Command history for https://coderefinery.github.io/reproducible-research/03-dependencies/#exercise-exploring-conda-environments:

conda deactivate
conda create --name myenvironment
conda activate myenvironment
conda install pandas
conda list --export > requirements.txt
conda env export > environment.yml
less requirements.txt
less environment.yml
conda env create -n myenvironment2 -f environment.yml
conda env remove -n myenvironment2

Recording environments

Containers

https://coderefinery.github.io/reproducible-research/05-environments/

  • It needs sudo to run docker, what if we are not a sudo user?

    • Your sysadmin should add you to the "docker" user's group.
    • good point, I would not run docker images as sudo.
  • nice single shot, but we cannot do it: we do not have docker in the enviroment

    • we didn't want to require it for this time so this is demo-only. it's a nice way of running a computer inside another computer. but we did not want to require participants to install it
  • It would be nice to have a discussion on security when using other peoples software (but this isn't a CR workshop thing)

    • good point. also I would not run a container as sudo. and always verify where the container comes from. I also always want to inspect how the container was built so if I cannot see the container "recipe" (Dockerfile, Singularityfile), I will be very hesitant running it.

Recording computational steps

(Workflows)

https://coderefinery.github.io/reproducible-research/04-workflow-management/

  • any text editor available in the terminal lauched by Binder? (vi/vim not there)

    • is "nano" there? (I will also try this ...)
      • no nano
      • hmm....
    • Worst case you can use the Jupyter text file editor... in the future we can install nano.
    • conda install nano (maybe also vim can be conda-installed, checking ...)
      • but the Jupyter text editor is quite good!
  • Why Snakemake and not a simple (additional) python script?

    • A Python script would be the same as Solution 3?
    • Snakemake also tracks changes, skipping to re-do things if no changes are made.
    • Snakemake also comes with "parallel support" (the -j flag to run faster on multi-core CPUs).
      • O wow!
    • E.g. I (helper) am running 300 jobs in parallel on the HPC using snakemake. It automatically submits jobs on the HPC using sbatch
  • I got snakemake-minimal in the coderefinery env. That ok?

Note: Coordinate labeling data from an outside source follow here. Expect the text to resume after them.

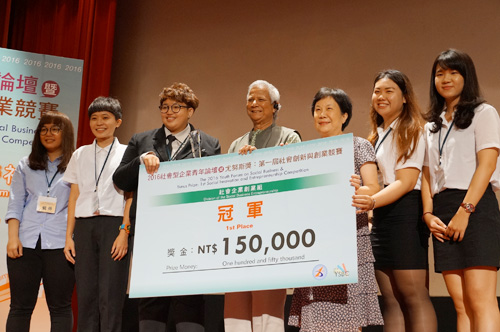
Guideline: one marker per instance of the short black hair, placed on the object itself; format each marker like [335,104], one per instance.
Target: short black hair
[340,97]
[109,104]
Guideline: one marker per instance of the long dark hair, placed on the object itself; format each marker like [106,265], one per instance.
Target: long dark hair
[409,127]
[38,156]
[470,97]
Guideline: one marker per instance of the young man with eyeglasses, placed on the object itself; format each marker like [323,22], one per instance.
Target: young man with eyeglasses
[176,139]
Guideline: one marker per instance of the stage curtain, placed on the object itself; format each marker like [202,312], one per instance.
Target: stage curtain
[81,29]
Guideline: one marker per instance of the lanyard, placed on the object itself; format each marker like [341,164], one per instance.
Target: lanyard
[95,164]
[441,146]
[198,136]
[382,141]
[49,184]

    • Yes, should be fine.
  • what is the time resolution of snakemake? I mean, does it check the nanosecond of file creation or the second or what?

    • interesting question... Not sure, i'll check
  • It probably isn't, but is Snakemake functionality limited to python files only?

    • no it's completely general and can run any programs. Snakemake itself is written in python though and its syntax is a superset of Python
  • Any comments on mamba, the package manager that is recommended for use with snakemake? Does it do something that is better than conda?

    • To my knowledge same functionality as Conda but faster dependency resolution.
  • Why the time command gives different real times if i run the same command?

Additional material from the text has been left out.